Bernie shrugged. “I expect there was.”
“Maybe Martha’s mellowed. Dad has.”
“Let’s hope so, for Dad’s sake,” Bernie said.
“She has to have,” Libby said. “Otherwise, she wouldn’t have invited him.”
Bernie looked up. “Possibly. But in my experience people don’t get better as they get older. They get worse.”
It had started snowing in earnest on Thursday by the time Bernie and Libby gathered up the supplies they’d need to cater the Fields’ Thanksgiving dinner. They’d gone to bed as soon as they’d closed the shop at nine o’clock, and slept straight through until seven o’ clock the next morning. They probably would have slept later if one of their customers hadn’t pounded on the shop door and asked if they had any desserts they could sell her for tonight.
Fortunately, Bernie and Libby had an order that hadn’t been picked up yesterday, so Libby had slipped on her robe and trundled downstairs to sell Mrs. Haldapur three pies—two pecan and one juiced apple. Then she’d made a big pot of coffee, toasted some cinnamon bread, added a tub of fresh butter from one of the local dairy farms to the tray, and brought everything upstairs. Bernie had already turned on the TV, and she and her sister sat there watching the Macy’s Day Parade and sipping coffee and eating buttered cinnamon toast for a little while.
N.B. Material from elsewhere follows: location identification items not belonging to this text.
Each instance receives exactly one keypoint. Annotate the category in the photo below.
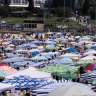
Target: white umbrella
(73, 90)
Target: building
(19, 3)
(33, 24)
(25, 3)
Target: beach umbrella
(50, 47)
(7, 69)
(84, 39)
(90, 52)
(89, 76)
(64, 71)
(50, 42)
(11, 45)
(64, 61)
(9, 49)
(18, 64)
(52, 37)
(22, 51)
(71, 49)
(13, 59)
(85, 61)
(3, 74)
(93, 47)
(70, 55)
(73, 90)
(91, 67)
(89, 58)
(37, 58)
(34, 53)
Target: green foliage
(61, 12)
(4, 11)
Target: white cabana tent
(31, 72)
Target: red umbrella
(91, 67)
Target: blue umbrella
(71, 49)
(93, 47)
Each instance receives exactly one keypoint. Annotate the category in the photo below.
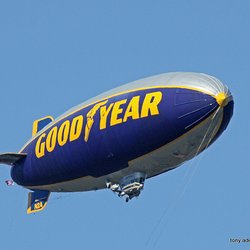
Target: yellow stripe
(114, 95)
(35, 124)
“It feels funny not having Dad here,” Libby noted as she ate her third piece of toast.
Bernie looked up from yesterday’s edition of the local paper. “I hope things are going well.”
“Me too,” Libby said. “I mean, he sounded okay when he called. Unless he was putting on an act.”
Bernie closed the paper. “I guess he’ll tell us when he gets home.”
“Even if the visit isn’t going well, he won’t tell us.”
Bernie checked the clock on the wall. It was time to get going. “This is true,” she said as she stood up.
Bernie showered, dried herself off, and slipped into a white long-sleeved T-shirt, followed by a black merino wool turtleneck sweater and her dark green cargo pants. Normally, she wouldn’t wear something like that in the kitchen, as it would be too warm, but she figured, considering the temperature at which Monty Field kept his house, she’d be okay. Then, to be on the safe side, she put a cotton long-sleeved turtleneck in her tote in case she had to change. She finished her outfit with a pair of heavyish green and yellow striped socks under some ankle-length black Dr. Martens. Libby, in turn, put on a white cotton turtleneck shirt, a black cardigan sweater, a pair of black slacks, and a pair of sensible black shoes.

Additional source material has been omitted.